16 MAART 2022. - Koninklijk besluit tot uitvoering van artikel 427 van de programmawet van 27 december 2004
Art. 1-6
Artikel 1. § 1. De ongelode benzine van de GN-codes 2710 11 41, 2710 11 45 en 2710 11 49 en gasolie van de GN-codes 2710 19 41, 2710 19 45 en 2710 19 49 bedoeld bij respectievelijk artikel 419, b) en c) en artikel 419, e) i) en f) i) van de programmawet van 27 december 2004 die op de dag van de verlaging van de bijzondere accijns op bepaalde motorbrandstoffen te 0 uur na inverbruikstelling hier te lande voorhanden zijn in de inrichtingen van handelaars, van depothouders en van houders van een tankstation of onderweg zijn met bestemming naar genoemde inrichtingen, hebben recht op de terugbetaling van de ingestelde verlaging van de bijzondere accijns, voor zover het niet gaat om hiervoren bedoelde motorbrandstoffen uitsluitend bestemd voor eigen gebruik van genoemde operatoren.
§ 2. Voor de toepassing van § 1 wordt verstaan onder:
1° handelaar: iedere persoon die gehouden is over een vergunning energieproducten en elektriciteit te beschikken overeenkomstig artikel 14, § 1, 4° van het koninklijk besluit van 28 juni 2015 betreffende de belasting van energieproducten en elektriciteit;
2° depothouders: alle personen met uitsluiting van particulieren, die, in welke hoedanigheid ook, de bij § 1 bedoelde energieproducten voorhanden hebben en deze niet uitsluitend voor eigen gebruik aanwenden;
3° houder van een tankstation : zoals bedoeld bij artikel 14, § 1, 5°, van het koninklijk besluit van 28 juni 2015 betreffende de belasting van energieproducten en elektriciteit.
Art.2. § 1. De verlaging van de bijzondere accijns zoals vastgesteld in artikel 1, § 1, wordt terugbetaald aan degene die de energieproducten voorhanden heeft op de dag van de verlaging van de accijns, voor zover hij beschikt over een volmacht om het terugbetaalde bedrag in ontvangst te nemen, opgesteld door de persoon die deze belasting werkelijk heeft betaald aan de Schatkist.
Het tarief van de bijzondere accijns waarmee rekening dient gehouden te worden voor de terugbetaling is datgene aangeduid door de leverancier overeenkomstig de bepalingen van artikel 13 van het ministerieel besluit van 18 maart 2010 betreffende de algemene regeling inzake accijnzen.
Voor de onderweg zijnde energieproducten heeft de geadresseerde eveneens recht op de terugbetaling van de verlaging van de bijzondere accijns, indien deze de hoedanigheid heeft van een in artikel 1, § 2, bedoelde persoon.
§ 2. De in § 1 bedoelde terugbetaling geschiedt door het kantoor van accijnzen of van de douane en accijnzen aangeduid door de Minister van Financiën.
Art.3. De bij artikel 1, § 1, vastgestelde verlaging van de bijzondere accijns wordt slechts terugbetaald in de mate dat de hoeveelheid per soort van product 1 000 liter overtreft en dit per soort van energieproduct waarvoor een afzonderlijk tarief van de accijnzen van toepassing is.
Deze bepaling geldt voor elke plaats waar energieproducten voorhanden zijn.
Art.4. De Minister van Financiën regelt de uitvoeringsmaatregelen in verband met de bij artikel 1, § 1, bedoelde verlaging van de bijzondere accijns.
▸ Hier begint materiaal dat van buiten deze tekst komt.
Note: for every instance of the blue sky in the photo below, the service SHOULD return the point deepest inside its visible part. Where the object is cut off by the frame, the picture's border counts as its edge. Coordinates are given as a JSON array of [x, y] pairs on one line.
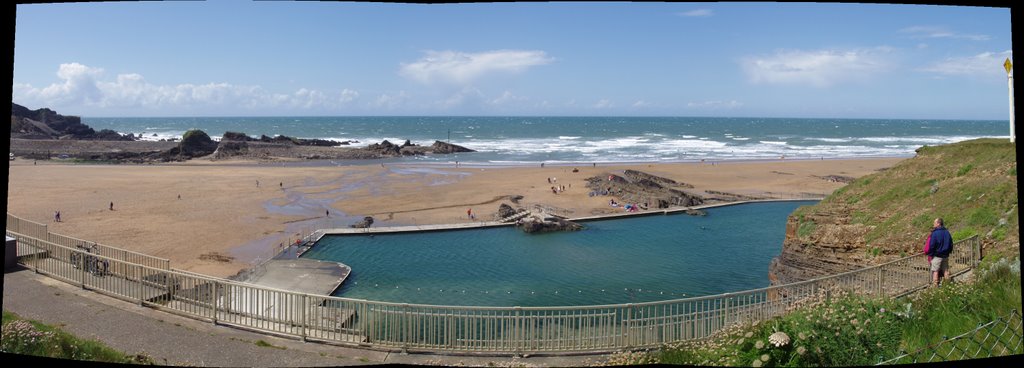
[[729, 59]]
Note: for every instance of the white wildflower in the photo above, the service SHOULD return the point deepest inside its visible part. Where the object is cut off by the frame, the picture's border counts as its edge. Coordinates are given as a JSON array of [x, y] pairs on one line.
[[778, 338]]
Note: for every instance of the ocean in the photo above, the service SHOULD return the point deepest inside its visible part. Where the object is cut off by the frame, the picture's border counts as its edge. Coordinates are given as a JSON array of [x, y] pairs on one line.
[[521, 140]]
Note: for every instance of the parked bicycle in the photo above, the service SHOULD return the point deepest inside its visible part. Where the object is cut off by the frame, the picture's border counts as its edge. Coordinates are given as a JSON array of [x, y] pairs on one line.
[[92, 263]]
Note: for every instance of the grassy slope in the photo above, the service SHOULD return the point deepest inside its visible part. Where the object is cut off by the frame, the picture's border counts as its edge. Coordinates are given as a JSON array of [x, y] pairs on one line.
[[972, 185]]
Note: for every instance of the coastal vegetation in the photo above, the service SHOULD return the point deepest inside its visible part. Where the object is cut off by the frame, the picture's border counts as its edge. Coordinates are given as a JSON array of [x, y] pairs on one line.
[[852, 330], [882, 216], [33, 338], [972, 185]]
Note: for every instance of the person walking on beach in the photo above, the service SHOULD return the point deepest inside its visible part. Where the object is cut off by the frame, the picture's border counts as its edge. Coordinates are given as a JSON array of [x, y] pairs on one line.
[[939, 246]]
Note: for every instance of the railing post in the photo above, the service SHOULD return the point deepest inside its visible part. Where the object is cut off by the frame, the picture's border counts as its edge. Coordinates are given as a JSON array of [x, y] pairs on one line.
[[214, 300], [626, 327], [517, 331], [141, 287], [881, 282], [82, 269], [304, 303], [409, 329]]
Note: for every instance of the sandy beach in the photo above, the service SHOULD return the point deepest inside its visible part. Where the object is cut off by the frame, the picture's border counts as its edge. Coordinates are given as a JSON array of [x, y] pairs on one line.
[[223, 220]]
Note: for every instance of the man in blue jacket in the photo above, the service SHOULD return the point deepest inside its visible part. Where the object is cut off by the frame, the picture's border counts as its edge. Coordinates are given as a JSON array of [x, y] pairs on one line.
[[939, 248]]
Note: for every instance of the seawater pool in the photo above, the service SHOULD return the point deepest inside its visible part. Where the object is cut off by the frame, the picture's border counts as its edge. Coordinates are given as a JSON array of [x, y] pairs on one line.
[[644, 258]]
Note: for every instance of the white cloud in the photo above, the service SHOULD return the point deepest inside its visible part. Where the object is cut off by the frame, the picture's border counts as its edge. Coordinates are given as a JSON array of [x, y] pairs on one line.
[[83, 86], [940, 32], [697, 12], [642, 104], [715, 105], [467, 95], [461, 68], [507, 97], [603, 104], [347, 95], [390, 101], [986, 64], [819, 68]]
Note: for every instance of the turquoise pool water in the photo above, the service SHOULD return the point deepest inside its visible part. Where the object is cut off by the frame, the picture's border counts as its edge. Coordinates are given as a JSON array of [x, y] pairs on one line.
[[635, 259]]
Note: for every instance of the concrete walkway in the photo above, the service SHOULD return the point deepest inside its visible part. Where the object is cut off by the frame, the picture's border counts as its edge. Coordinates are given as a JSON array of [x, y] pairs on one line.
[[170, 339]]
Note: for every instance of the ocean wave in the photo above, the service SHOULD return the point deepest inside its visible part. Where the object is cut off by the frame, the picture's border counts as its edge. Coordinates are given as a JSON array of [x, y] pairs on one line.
[[832, 140]]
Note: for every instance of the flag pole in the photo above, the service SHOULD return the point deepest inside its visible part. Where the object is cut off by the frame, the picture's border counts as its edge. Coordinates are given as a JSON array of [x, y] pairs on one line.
[[1010, 82]]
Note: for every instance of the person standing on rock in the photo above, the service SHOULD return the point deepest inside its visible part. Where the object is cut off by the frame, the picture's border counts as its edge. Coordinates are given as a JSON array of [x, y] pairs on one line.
[[939, 247]]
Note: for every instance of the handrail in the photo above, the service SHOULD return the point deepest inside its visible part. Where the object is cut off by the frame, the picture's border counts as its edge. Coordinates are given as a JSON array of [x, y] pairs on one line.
[[459, 328]]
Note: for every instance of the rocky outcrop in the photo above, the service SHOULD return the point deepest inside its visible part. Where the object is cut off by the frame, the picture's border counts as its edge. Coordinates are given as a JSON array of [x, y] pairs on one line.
[[505, 211], [818, 245], [532, 225], [386, 149], [196, 144], [47, 124], [639, 188], [366, 222], [443, 148]]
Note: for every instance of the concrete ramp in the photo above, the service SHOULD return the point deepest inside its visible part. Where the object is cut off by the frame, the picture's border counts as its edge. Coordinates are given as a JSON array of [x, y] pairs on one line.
[[306, 276]]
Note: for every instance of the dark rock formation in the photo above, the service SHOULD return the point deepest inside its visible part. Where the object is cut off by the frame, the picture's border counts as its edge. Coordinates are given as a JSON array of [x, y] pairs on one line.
[[366, 222], [505, 211], [836, 246], [532, 225], [47, 124], [236, 136], [196, 144], [442, 148], [642, 188], [385, 148]]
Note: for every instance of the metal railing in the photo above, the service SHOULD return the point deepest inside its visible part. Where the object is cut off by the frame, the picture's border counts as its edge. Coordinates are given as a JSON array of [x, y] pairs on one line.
[[464, 329], [40, 231], [996, 338]]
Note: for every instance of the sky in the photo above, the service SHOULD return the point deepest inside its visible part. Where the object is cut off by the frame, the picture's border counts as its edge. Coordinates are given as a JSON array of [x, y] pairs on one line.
[[229, 57]]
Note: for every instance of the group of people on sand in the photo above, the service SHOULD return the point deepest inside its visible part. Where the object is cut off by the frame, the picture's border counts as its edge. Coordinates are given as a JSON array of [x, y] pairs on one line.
[[629, 207]]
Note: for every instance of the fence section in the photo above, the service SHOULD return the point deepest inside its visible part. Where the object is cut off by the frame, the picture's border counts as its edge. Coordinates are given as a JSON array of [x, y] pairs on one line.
[[455, 329], [996, 338]]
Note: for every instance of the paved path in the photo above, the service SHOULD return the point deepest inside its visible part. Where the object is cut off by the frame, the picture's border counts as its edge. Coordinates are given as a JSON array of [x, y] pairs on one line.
[[171, 339]]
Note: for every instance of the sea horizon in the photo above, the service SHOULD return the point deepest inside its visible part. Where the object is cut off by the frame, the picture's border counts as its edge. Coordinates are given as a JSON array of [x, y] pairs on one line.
[[554, 139]]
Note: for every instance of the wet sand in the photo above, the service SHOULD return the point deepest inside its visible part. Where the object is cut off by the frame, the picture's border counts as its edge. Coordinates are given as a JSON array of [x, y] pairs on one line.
[[222, 214]]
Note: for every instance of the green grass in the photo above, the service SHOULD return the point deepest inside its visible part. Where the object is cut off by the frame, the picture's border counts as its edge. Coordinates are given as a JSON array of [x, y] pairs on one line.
[[849, 330], [34, 338], [966, 184], [965, 169], [805, 229]]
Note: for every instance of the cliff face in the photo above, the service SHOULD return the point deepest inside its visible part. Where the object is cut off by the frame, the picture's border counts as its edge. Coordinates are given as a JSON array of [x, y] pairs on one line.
[[886, 215], [832, 245], [47, 124]]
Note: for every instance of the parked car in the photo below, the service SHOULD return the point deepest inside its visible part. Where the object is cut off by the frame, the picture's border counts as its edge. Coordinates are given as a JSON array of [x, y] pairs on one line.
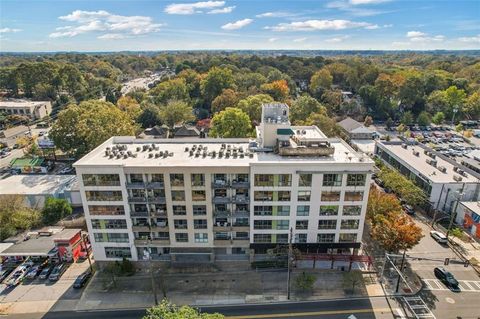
[[408, 209], [57, 272], [439, 237], [45, 272], [82, 279], [446, 277]]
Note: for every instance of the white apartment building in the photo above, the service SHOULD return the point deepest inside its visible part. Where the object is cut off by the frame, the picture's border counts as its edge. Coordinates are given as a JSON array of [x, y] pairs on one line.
[[208, 199]]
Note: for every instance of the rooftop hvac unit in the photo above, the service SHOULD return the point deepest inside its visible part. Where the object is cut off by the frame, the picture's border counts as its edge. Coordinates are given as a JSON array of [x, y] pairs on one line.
[[457, 178]]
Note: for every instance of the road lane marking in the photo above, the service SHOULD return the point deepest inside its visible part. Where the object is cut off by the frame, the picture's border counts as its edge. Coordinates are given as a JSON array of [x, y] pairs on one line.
[[309, 314]]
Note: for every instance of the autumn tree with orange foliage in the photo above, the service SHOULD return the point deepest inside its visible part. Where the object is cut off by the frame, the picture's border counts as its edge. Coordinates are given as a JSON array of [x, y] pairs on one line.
[[390, 226]]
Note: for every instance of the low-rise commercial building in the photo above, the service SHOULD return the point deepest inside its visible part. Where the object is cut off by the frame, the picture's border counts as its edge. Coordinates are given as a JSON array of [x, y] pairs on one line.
[[207, 199]]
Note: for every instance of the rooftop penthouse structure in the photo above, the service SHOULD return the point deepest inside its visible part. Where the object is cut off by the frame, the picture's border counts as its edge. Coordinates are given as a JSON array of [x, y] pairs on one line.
[[195, 199]]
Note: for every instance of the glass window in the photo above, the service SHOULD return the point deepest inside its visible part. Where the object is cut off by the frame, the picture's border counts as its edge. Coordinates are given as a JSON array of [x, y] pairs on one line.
[[262, 224], [263, 180], [301, 224], [330, 196], [200, 224], [106, 210], [300, 238], [176, 180], [347, 238], [349, 224], [181, 237], [353, 196], [199, 210], [198, 196], [303, 196], [178, 195], [118, 252], [352, 210], [332, 179], [303, 210], [101, 179], [285, 180], [104, 196], [179, 210], [327, 224], [198, 179], [328, 210], [325, 238], [201, 237], [356, 179], [284, 196], [304, 180], [262, 238]]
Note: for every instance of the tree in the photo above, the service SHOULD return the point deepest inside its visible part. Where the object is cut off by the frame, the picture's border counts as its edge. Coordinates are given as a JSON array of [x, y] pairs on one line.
[[320, 81], [167, 310], [368, 121], [54, 210], [228, 98], [351, 279], [231, 122], [305, 281], [277, 89], [252, 105], [176, 112], [81, 128], [423, 119], [304, 106], [438, 118], [215, 82]]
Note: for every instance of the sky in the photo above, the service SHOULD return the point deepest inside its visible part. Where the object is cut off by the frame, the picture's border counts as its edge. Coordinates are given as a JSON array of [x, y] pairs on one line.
[[141, 25]]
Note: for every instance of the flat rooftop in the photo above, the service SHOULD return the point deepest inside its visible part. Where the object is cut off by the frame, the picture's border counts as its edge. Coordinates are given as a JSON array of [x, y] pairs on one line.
[[419, 163], [151, 153], [35, 184]]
Hij kan hierbij voorschrijven dat de bezitters en de geadresseerden van belastbare energieproducten aangifte moeten doen van hun voorraden en, in voorkomend geval, alle nodige inlichtingen en bewijsstukken verstrekken om aan te tonen dat de bedoelde motorbrandstoffen uitsluitend voor hun eigen behoeften worden aangewend.
Art.5. Dit besluit treedt in werking de dag waarop het in het Belgisch Staatsblad wordt bekendgemaakt.
Art. 6. Onze Minister van Financiën is belast met de uitvoering van dit besluit.